The Center for Scientific Review (CSR) will not accept any application in 
response to this RFA that is essentially the same as one currently pending 
initial review, unless the applicant withdraws the pending application.  CSR 
will also not accept any application that is essentially the same as one 
already reviewed.  This does not preclude the submission of previously 
reviewed applications with substantial revisions.  Such applications must 
include an introduction addressing the previous critique.

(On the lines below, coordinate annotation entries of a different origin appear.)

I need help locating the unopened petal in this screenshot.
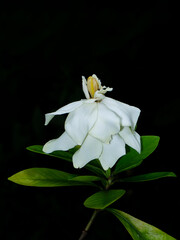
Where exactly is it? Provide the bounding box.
[89,102,120,143]
[102,97,140,130]
[119,127,141,153]
[45,101,83,125]
[43,132,77,153]
[65,100,97,145]
[82,76,90,99]
[73,135,102,168]
[99,134,126,170]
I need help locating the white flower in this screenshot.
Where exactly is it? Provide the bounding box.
[43,74,141,170]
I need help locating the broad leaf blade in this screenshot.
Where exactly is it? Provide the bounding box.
[107,208,175,240]
[71,176,101,182]
[119,172,176,182]
[113,136,160,174]
[84,189,125,209]
[8,168,96,187]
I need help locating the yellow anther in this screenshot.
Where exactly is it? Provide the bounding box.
[87,76,99,98]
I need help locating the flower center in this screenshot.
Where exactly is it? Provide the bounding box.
[87,76,99,98]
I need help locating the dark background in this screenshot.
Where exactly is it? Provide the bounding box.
[0,0,180,240]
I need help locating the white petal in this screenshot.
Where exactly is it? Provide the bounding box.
[82,76,90,99]
[102,97,141,130]
[89,102,120,143]
[99,134,126,170]
[119,127,141,153]
[45,101,83,125]
[73,135,102,168]
[65,100,97,145]
[43,132,77,153]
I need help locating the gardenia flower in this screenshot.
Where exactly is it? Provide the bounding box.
[43,74,141,170]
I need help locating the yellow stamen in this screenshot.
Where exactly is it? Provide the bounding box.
[87,76,99,98]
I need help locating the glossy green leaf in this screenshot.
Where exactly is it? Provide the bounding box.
[84,189,125,209]
[26,145,106,177]
[119,172,176,182]
[107,208,175,240]
[71,176,101,182]
[113,136,160,174]
[8,168,96,187]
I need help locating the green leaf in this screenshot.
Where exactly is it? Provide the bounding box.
[71,176,101,182]
[119,172,176,182]
[26,145,106,177]
[113,136,160,175]
[8,168,97,187]
[107,208,175,240]
[84,189,125,209]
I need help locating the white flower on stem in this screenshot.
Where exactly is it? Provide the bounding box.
[43,74,141,170]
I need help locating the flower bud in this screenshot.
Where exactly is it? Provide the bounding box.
[87,77,99,98]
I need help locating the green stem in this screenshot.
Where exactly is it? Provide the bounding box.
[79,210,99,240]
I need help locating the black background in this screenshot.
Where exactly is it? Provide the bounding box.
[0,0,180,240]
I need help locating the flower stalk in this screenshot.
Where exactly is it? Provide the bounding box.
[79,209,100,240]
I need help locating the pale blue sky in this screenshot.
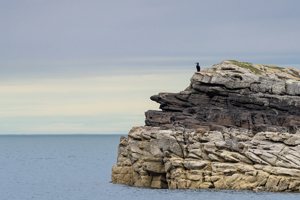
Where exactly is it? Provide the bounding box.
[0,0,300,134]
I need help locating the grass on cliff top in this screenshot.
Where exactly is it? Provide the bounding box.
[229,60,261,74]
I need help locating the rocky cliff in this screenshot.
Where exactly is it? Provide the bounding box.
[112,60,300,191]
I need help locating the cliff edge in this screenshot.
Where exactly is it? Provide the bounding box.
[111,60,300,192]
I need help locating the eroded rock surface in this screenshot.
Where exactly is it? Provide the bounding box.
[112,61,300,192]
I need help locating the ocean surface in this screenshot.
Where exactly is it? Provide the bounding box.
[0,135,300,200]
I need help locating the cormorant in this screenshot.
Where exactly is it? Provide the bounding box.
[195,62,201,72]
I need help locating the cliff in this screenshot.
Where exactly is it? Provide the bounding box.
[112,60,300,191]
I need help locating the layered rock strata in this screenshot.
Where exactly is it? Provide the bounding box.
[111,61,300,192]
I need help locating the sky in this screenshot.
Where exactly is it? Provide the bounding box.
[0,0,300,134]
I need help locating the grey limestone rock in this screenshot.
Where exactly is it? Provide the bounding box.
[111,61,300,192]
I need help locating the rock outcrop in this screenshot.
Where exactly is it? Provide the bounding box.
[112,61,300,192]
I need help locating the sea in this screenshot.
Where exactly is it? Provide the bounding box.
[0,135,300,200]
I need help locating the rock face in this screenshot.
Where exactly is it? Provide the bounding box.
[112,61,300,191]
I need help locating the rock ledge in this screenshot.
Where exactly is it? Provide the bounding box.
[111,60,300,192]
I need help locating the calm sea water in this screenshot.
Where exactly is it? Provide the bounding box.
[0,135,300,200]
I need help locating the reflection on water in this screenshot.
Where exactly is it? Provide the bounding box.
[0,135,300,200]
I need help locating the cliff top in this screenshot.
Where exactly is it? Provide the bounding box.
[200,60,300,81]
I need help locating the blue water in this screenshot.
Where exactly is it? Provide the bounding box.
[0,135,300,200]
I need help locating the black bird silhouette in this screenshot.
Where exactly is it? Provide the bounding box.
[195,62,201,72]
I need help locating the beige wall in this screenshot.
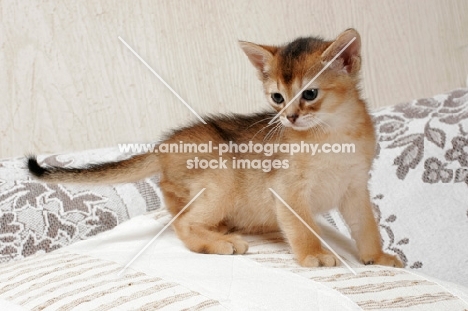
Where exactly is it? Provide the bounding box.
[0,0,468,157]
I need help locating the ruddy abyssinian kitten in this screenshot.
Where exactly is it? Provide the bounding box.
[28,29,403,267]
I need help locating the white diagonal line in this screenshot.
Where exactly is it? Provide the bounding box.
[119,36,206,124]
[268,37,356,124]
[117,188,206,276]
[268,188,357,275]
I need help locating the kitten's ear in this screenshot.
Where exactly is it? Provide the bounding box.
[239,41,278,74]
[321,28,361,74]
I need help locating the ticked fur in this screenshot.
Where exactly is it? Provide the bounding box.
[28,29,402,267]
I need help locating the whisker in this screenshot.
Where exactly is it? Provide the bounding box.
[251,120,280,140]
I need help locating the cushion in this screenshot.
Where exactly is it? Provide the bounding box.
[0,209,468,310]
[0,89,468,286]
[0,148,160,263]
[328,89,468,286]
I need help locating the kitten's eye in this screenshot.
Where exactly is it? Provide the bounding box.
[271,93,284,104]
[302,89,318,100]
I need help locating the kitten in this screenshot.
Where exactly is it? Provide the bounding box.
[28,29,403,267]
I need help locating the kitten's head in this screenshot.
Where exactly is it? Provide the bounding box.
[240,29,361,130]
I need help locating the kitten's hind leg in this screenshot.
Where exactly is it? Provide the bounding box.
[276,193,340,267]
[169,195,249,255]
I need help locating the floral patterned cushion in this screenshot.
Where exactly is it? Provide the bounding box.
[327,89,468,286]
[0,149,160,263]
[0,89,468,286]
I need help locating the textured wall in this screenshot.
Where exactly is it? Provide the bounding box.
[0,0,468,157]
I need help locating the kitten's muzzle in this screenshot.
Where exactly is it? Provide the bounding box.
[286,113,299,124]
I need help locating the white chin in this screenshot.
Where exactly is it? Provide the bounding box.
[281,121,312,131]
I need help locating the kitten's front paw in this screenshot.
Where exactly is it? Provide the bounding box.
[299,250,340,267]
[361,253,404,268]
[205,235,249,255]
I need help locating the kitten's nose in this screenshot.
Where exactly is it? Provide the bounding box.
[286,113,299,123]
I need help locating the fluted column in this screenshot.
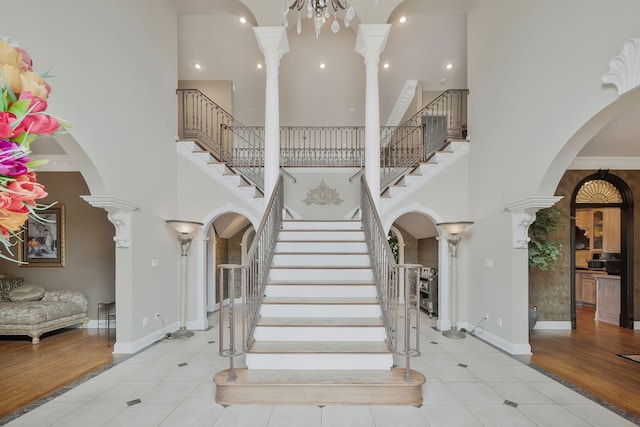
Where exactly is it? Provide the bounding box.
[356,24,391,208]
[254,27,289,202]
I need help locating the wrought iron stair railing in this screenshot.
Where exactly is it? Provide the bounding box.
[177,89,469,196]
[380,89,469,191]
[176,89,264,191]
[218,176,284,381]
[360,177,422,381]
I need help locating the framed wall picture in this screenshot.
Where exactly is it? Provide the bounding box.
[18,205,65,267]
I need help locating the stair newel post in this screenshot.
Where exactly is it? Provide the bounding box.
[399,264,422,382]
[229,268,237,381]
[218,264,244,381]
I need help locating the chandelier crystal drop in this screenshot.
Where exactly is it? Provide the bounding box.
[282,0,358,38]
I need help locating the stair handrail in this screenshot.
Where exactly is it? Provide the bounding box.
[380,89,469,191]
[360,176,422,381]
[176,89,264,191]
[218,175,284,381]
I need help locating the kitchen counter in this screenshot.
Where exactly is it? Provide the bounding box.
[595,275,620,325]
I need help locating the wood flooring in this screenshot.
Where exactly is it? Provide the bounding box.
[530,307,640,418]
[0,328,114,420]
[0,307,640,421]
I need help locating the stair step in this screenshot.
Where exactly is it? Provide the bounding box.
[265,284,377,298]
[213,368,425,406]
[262,297,378,305]
[282,219,362,231]
[269,266,373,283]
[278,229,365,242]
[254,316,387,342]
[272,252,371,268]
[260,297,382,317]
[249,341,390,354]
[276,240,367,254]
[257,317,384,328]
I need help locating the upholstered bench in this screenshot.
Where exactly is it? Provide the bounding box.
[0,278,89,344]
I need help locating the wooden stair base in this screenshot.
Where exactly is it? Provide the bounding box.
[213,368,426,406]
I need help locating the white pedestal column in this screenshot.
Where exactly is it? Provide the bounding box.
[356,24,391,208]
[254,27,289,202]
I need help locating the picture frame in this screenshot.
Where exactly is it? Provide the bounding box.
[18,205,65,267]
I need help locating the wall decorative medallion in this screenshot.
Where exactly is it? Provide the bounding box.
[602,37,640,96]
[303,179,344,206]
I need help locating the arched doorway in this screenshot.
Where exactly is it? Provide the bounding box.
[570,170,634,329]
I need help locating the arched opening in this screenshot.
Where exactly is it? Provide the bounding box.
[570,170,634,329]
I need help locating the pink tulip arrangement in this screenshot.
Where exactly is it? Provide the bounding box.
[0,37,66,261]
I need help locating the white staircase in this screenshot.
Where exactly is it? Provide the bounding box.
[380,141,469,207]
[214,220,425,405]
[247,221,393,369]
[177,141,264,205]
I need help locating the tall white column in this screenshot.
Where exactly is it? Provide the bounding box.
[356,24,391,208]
[254,27,289,201]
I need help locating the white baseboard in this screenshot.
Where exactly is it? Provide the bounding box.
[533,320,571,330]
[87,319,116,329]
[113,322,179,354]
[464,323,531,355]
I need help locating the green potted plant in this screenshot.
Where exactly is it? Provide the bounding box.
[529,206,562,330]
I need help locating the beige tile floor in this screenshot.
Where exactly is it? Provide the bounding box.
[2,313,637,427]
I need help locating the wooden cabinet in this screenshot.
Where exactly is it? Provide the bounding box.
[576,270,607,306]
[602,208,620,252]
[576,208,620,258]
[595,276,620,325]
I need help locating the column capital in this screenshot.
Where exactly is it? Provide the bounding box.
[504,196,562,249]
[356,24,391,61]
[80,196,138,248]
[253,27,289,61]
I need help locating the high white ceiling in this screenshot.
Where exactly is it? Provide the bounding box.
[33,0,640,238]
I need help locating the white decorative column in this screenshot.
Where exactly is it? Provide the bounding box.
[80,196,138,248]
[356,24,391,208]
[80,196,138,353]
[505,196,562,354]
[254,27,289,202]
[504,196,562,249]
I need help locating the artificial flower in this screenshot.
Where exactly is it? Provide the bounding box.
[0,37,61,261]
[0,41,20,67]
[0,64,22,96]
[0,139,31,178]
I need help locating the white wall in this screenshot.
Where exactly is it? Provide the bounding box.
[2,0,178,351]
[467,0,640,352]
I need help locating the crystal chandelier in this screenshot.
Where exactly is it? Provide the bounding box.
[282,0,356,38]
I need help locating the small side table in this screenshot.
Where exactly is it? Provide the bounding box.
[98,301,116,347]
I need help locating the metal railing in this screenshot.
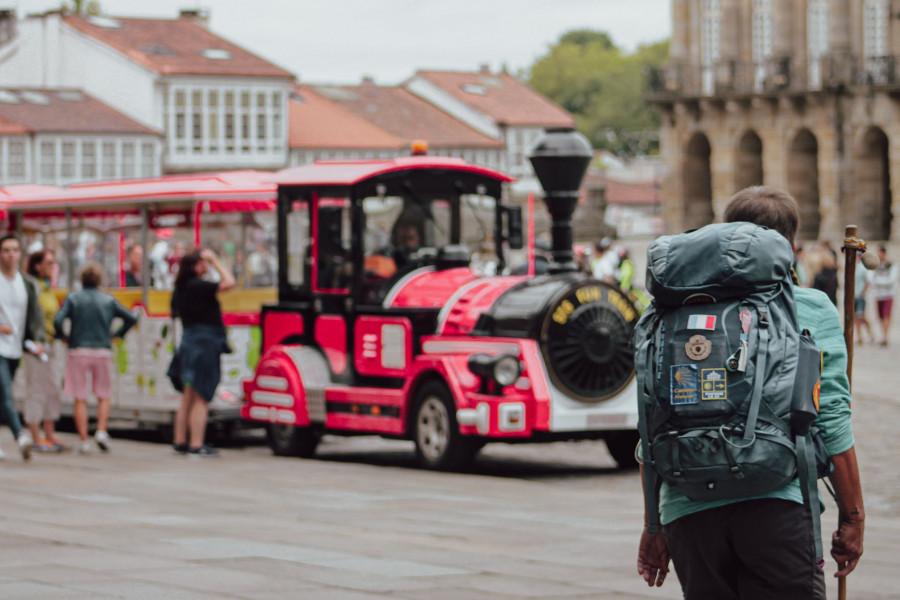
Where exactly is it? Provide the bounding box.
[644,54,900,98]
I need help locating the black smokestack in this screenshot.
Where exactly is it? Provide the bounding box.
[528,127,594,273]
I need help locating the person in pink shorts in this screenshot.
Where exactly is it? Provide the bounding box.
[53,263,137,453]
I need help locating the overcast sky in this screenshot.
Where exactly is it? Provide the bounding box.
[7,0,671,84]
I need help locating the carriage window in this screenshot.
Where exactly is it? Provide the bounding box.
[287,200,309,287]
[315,198,353,292]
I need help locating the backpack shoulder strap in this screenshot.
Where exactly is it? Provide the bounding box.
[634,307,662,535]
[794,434,823,563]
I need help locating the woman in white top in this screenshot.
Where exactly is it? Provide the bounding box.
[869,246,900,346]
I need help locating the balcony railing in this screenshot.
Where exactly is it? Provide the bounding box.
[645,55,900,99]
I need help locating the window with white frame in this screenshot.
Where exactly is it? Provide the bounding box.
[165,83,286,163]
[100,142,116,179]
[3,139,28,183]
[59,140,76,181]
[140,142,157,177]
[806,0,828,89]
[81,140,97,179]
[863,0,893,83]
[121,142,135,179]
[752,0,774,90]
[700,0,722,94]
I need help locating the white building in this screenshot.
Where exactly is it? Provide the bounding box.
[0,88,162,185]
[0,11,294,172]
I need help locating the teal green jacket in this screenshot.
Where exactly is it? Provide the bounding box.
[659,287,853,525]
[53,288,137,350]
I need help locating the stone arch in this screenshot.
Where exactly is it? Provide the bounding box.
[845,126,893,240]
[734,129,763,191]
[681,133,713,229]
[787,129,821,241]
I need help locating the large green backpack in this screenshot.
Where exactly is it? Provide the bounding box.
[634,223,821,555]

Applicants are strongly encouraged to call the program contacts listed in 
INQUIRIES with any questions regarding the responsiveness of their proposed 
project to the goals of this RFA. 

All clinical trials supported or performed by NIH require some form of 
monitoring.  The method and degree of monitoring should be commensurate with 
the degree of risk involved in participation and the size and complexity of 
the clinical trial.  Monitoring exists on a continuum from monitoring by the 
Principal Investigator/project manager or NIH program staff to a Data and 
Safety Monitoring Board (DSMB).  These monitoring activities are distinct from 
the requirement for study review and approval by an Institutional Review Board 
(IRB).  For details about the Policy of the NIH for Data Safety Monitoring of 
Clinical Trials see http://deainfo.nci.nih.gov/grantspolicies/datasafety.htm.  
For Phase I and II clinical trials, investigators must submit a general 
description of the data and safety monitoring plan as part of the research 
application.  See NIH Guide Notice on  Further Guidance on a Data and Safety 
Monitoring for Phase I and II Trials  for additional information:  
http://grants.nih.gov/grants/guide/notice-files/NOT-OD-00-038.html.

REVIEW CONSIDERATIONS

Upon receipt, applications will be reviewed for completeness by CSR and 
responsiveness by the NCI and the other sponsoring Institutes/Centers.  
Incomplete and/or non-responsive applications will be returned to the 
applicant without further consideration.  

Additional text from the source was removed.